Synthesize speech from text, returning a NumPy array of audio samples at 24 kHz.

| Parameter | Type | Default | Description |
|---|---|---|---|
| `text` | `str` | -- | Input text to synthesize |
| `voice` | `str` | `"expr-voice-5-m"` | Voice name (see available voices) |
| `speed` | `float` | `1.0` | Speech speed multiplier |
| `clean_text` | `bool` | `False` | Preprocess text (expand numbers, currencies, etc.) |

### `model.generate_to_file(text, output_path, voice, speed, sample_rate, clean_text)`

Synthesize speech and write directly to an audio file.

| Parameter | Type | Default | Description |
|---|---|---|---|
| `text` | `str` | -- | Input text to synthesize |
| `output_path` | `str` | -- | Path to save the audio file |
| `voice` | `str` | `"expr-voice-5-m"` | Voice name |
| `speed` | `float` | `1.0` | Speech speed multiplier |
| `sample_rate` | `int` | `24000` | Audio sample rate in Hz |
| `clean_text` | `bool` | `True` | Preprocess text (expand numbers, currencies, etc.) |

### `model.available_voices`

Returns a list of available voice names: `['Bella', 'Jasper', 'Luna', 'Bruno', 'Rosie', 'Hugo', 'Kiki', 'Leo']`

## System Requirements

- **Operating system:** Linux, macOS, or Windows
- **Python:** 3.8 or later
- **Hardware:** Runs on CPU; no GPU required
- **Disk space:** 25-80 MB depending on model variant

A virtual environment (conda, venv, or similar) is recommended to avoid dependency conflicts.

## Roadmap

- [ ] Release optimized inference engine
- [ ] Release mobile SDK
- [ ] Release higher quality TTS models
- [ ] Release multilingual TTS
- [ ] Release KittenASR
- [ ] Need anything else? [Let us know](https://github.com/KittenML/KittenTTS/issues)

## Commercial Support

We offer commercial support for teams integrating Kitten TTS into their products.

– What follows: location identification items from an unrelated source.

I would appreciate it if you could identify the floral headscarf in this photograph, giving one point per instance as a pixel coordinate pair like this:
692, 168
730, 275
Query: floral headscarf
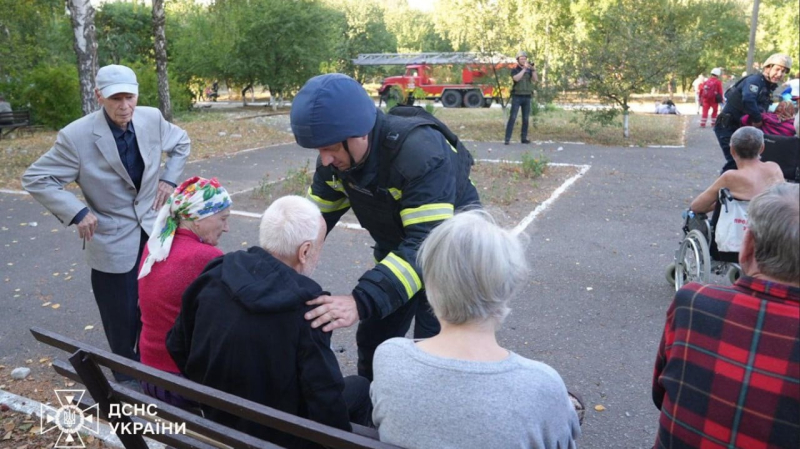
195, 199
785, 111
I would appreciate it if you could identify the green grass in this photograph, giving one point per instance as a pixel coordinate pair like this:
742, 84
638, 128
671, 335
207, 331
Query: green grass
488, 125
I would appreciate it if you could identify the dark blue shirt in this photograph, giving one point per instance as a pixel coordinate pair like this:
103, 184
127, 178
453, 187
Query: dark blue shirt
128, 150
129, 154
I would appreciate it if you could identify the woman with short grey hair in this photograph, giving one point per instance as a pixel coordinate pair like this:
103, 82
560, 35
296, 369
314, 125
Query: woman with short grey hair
461, 389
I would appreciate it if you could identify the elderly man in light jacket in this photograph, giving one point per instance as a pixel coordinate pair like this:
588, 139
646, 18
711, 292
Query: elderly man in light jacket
114, 155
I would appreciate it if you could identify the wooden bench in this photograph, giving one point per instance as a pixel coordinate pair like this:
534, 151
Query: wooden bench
84, 367
9, 121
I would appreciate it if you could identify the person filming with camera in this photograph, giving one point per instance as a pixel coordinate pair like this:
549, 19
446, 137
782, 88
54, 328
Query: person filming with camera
523, 75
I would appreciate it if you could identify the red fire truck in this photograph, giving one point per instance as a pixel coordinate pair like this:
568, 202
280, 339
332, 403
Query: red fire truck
478, 87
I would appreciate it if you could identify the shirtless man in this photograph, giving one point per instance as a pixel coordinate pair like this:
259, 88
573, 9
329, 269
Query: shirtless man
750, 178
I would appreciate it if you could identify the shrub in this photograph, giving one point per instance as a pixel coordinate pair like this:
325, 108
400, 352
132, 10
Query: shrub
533, 167
179, 94
52, 94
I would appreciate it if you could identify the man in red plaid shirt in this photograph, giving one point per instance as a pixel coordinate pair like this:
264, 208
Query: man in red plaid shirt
727, 372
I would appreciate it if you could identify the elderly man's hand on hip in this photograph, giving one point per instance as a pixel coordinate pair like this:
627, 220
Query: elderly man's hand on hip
87, 226
333, 312
163, 192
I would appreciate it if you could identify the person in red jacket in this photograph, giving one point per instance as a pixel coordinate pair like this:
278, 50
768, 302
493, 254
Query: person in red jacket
184, 239
708, 95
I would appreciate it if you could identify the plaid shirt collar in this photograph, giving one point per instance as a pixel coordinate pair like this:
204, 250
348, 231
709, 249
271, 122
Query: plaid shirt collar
767, 289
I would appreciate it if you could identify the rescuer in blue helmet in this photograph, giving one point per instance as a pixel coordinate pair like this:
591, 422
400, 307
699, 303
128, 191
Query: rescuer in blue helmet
402, 173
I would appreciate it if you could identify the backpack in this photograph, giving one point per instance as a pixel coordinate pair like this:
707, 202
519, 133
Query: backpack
393, 138
733, 94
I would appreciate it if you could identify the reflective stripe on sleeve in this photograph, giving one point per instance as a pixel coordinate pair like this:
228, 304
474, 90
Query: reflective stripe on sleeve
426, 213
326, 206
404, 273
396, 193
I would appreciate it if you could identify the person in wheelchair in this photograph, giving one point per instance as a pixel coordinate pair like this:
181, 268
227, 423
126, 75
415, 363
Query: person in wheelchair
720, 342
751, 177
728, 197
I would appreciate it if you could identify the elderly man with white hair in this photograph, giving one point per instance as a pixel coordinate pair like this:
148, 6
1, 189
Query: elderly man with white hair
727, 373
460, 388
241, 329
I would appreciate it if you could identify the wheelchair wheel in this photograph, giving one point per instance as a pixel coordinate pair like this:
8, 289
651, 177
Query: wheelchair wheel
670, 273
694, 260
734, 273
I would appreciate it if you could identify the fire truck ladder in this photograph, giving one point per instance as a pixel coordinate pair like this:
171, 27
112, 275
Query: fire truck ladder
430, 58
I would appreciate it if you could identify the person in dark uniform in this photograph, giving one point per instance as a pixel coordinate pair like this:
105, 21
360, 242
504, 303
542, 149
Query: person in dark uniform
523, 75
751, 96
401, 180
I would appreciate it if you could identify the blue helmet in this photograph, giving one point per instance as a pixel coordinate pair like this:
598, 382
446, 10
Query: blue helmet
330, 109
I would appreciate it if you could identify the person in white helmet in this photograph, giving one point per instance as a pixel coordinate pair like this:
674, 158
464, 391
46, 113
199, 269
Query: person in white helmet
752, 95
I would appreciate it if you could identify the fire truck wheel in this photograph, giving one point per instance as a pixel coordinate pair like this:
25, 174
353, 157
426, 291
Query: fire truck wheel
473, 99
451, 99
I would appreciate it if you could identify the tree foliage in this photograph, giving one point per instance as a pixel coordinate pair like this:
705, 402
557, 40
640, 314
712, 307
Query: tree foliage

This includes integration assistance, custom voice development, and enterprise licensing.

[Contact us](https://docs.google.com/forms/d/e/1FAIpQLSc49erSr7jmh3H2yeqH4oZyRRuXm0ROuQdOgWguTzx6SMdUnQ/viewform?usp=preview) or email info@stellonlabs.com to discuss your requirements.

## Community and Support

- **Discord:** [Join the community](https://discord.com/invite/VJ86W4SURW)
- **Website:** [kittenml.com](https://kittenml.com)
- **Custom support:** [Request form](https://docs.google.com/forms/d/e/1FAIpQLSc49erSr7jmh3H2yeqH4oZyRRuXm0ROuQdOgWguTzx6SMdUnQ/viewform?usp=preview)
- **Email:** info@stellonlabs.com
- **Issues:** [GitHub Issues](https://github.com/KittenML/KittenTTS/issues)

## License

This project is licensed under the [Apache License 2.0](LICENSE).